Appartement du palais de Léonato.
Entrent don Juan et Borachio.
DON JUAN. – C’est une affaire conclue, le comte Claudio épouse la fille de Léonato.
BORACHIO. – Oui, seigneur ; mais je puis traverser cette affaire.
DON JUAN. – Tout obstacle, toute entrave, toute machination sera un baume pour mon cœur. Je suis malade de la haine que je lui porte, et tout ce qui pourra contrarier ses inclinations s’accordera avec les miennes. – Comment feras-tu pour entraver le mariage ?

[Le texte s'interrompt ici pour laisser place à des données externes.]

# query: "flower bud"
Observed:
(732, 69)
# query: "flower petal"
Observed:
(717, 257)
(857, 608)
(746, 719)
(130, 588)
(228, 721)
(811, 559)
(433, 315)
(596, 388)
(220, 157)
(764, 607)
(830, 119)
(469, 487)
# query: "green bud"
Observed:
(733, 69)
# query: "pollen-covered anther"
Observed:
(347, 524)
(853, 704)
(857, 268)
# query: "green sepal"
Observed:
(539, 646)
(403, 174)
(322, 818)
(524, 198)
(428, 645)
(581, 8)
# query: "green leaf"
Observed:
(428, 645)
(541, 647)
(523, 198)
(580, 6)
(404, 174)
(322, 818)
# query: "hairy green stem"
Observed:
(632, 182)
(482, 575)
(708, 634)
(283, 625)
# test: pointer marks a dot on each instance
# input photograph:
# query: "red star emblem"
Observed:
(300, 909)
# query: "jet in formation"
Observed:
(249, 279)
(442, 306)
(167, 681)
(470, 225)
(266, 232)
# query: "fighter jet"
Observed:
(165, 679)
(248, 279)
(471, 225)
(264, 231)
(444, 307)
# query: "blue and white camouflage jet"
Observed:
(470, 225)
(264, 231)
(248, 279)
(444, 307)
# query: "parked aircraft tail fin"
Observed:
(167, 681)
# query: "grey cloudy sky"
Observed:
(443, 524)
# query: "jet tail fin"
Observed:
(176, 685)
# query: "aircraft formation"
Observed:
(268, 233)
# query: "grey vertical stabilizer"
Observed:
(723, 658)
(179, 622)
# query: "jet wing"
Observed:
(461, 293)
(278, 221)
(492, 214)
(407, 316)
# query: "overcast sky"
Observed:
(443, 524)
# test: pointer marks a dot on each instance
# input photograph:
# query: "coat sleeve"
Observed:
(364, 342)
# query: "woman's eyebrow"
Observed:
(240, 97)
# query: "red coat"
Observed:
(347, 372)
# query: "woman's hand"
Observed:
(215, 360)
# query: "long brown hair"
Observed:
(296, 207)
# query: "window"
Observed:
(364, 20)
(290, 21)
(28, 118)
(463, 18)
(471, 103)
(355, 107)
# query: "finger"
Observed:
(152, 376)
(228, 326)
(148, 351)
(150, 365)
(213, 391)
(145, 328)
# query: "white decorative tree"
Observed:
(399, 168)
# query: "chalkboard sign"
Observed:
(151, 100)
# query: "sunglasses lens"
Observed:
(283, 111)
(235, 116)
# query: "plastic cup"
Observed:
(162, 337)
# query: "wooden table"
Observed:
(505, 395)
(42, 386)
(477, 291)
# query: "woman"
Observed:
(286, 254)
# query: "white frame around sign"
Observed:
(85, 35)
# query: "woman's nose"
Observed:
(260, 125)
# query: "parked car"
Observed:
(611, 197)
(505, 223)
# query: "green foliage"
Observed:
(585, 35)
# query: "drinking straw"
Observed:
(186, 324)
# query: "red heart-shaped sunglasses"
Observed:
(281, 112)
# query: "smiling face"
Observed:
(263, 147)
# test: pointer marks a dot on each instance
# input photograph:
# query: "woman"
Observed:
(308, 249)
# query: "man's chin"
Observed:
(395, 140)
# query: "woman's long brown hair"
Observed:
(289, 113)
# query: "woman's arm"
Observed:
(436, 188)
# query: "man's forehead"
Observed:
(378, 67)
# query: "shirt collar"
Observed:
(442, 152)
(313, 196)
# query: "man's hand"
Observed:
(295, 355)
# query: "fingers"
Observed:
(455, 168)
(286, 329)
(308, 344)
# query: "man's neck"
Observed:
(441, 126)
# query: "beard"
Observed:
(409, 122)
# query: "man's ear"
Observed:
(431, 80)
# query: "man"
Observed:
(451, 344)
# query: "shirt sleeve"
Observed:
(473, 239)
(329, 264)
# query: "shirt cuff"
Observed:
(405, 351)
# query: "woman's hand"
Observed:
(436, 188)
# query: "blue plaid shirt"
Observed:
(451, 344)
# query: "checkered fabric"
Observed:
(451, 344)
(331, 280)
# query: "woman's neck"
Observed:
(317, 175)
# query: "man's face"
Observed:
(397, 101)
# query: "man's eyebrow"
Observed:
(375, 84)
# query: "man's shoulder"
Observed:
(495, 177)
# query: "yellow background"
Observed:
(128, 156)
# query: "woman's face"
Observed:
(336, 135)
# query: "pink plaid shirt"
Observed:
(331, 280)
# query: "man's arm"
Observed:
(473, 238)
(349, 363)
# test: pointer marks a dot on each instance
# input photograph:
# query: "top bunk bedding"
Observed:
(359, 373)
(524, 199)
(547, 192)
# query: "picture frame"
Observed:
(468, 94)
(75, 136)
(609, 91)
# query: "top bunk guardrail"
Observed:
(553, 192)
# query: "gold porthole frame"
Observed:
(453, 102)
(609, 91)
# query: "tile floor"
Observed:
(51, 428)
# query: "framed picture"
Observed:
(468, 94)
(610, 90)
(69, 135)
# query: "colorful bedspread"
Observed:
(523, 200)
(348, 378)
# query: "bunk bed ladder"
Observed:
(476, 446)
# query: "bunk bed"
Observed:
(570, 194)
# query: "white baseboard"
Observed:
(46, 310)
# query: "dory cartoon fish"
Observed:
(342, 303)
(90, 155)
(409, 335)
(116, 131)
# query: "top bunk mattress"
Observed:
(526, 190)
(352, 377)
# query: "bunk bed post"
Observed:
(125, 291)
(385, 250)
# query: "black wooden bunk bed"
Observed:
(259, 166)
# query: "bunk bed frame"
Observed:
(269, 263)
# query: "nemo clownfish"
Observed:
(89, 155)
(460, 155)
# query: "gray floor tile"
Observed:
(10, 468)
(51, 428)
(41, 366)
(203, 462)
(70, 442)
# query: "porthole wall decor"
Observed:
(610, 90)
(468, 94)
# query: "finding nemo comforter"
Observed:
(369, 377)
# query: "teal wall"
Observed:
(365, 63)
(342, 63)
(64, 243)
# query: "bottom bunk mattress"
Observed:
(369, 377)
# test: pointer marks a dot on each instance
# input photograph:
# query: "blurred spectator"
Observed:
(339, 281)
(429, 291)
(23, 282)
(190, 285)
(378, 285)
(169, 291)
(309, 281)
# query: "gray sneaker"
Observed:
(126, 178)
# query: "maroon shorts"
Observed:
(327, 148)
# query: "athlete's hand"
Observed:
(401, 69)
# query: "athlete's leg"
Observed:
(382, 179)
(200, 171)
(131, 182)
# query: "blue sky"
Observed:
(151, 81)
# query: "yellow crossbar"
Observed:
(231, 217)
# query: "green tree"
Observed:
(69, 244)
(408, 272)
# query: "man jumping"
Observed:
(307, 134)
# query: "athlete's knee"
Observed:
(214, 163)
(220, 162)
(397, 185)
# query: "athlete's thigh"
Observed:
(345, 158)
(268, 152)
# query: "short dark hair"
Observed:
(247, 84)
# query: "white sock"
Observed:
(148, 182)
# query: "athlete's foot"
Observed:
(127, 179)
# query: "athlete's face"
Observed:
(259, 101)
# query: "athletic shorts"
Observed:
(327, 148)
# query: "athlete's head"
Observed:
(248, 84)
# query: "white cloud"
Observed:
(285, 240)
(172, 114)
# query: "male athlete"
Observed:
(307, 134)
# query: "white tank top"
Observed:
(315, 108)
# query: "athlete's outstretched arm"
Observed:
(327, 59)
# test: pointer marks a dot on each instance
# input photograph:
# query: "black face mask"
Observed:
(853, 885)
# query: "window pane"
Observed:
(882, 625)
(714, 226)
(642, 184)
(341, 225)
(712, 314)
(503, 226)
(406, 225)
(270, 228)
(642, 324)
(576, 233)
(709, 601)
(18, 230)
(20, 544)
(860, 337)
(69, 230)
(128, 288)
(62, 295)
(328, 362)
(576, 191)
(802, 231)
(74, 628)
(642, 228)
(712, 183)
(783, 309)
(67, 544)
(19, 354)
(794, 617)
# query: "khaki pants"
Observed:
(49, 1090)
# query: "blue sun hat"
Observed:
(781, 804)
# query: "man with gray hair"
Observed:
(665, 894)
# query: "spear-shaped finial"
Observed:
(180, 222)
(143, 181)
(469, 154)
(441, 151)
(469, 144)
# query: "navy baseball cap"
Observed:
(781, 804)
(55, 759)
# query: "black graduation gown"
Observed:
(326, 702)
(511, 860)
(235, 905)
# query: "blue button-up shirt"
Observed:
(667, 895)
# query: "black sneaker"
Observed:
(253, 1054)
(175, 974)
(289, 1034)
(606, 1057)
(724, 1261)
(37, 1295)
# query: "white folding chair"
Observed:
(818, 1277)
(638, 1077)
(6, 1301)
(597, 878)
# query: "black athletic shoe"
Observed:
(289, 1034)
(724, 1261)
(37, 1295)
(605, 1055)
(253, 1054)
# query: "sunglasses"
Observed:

BORACHIO. – Ce ne sera pas par des voies honnêtes, seigneur ; mais elles seront si secrètes, qu’on ne pourra m’accuser de malhonnêteté.
DON JUAN. – Vite, dis-moi comment.
BORACHIO. – Je croyais vous avoir dit, seigneur, il y a un an, combien j’étais dans les bonnes grâces de Marguerite, suivante d’Héro.
DON JUAN. – Je m’en souviens.
BORACHIO. – Je puis, à une heure indue de la nuit, la charger de se montrer au balcon de l’appartement de sa maîtresse.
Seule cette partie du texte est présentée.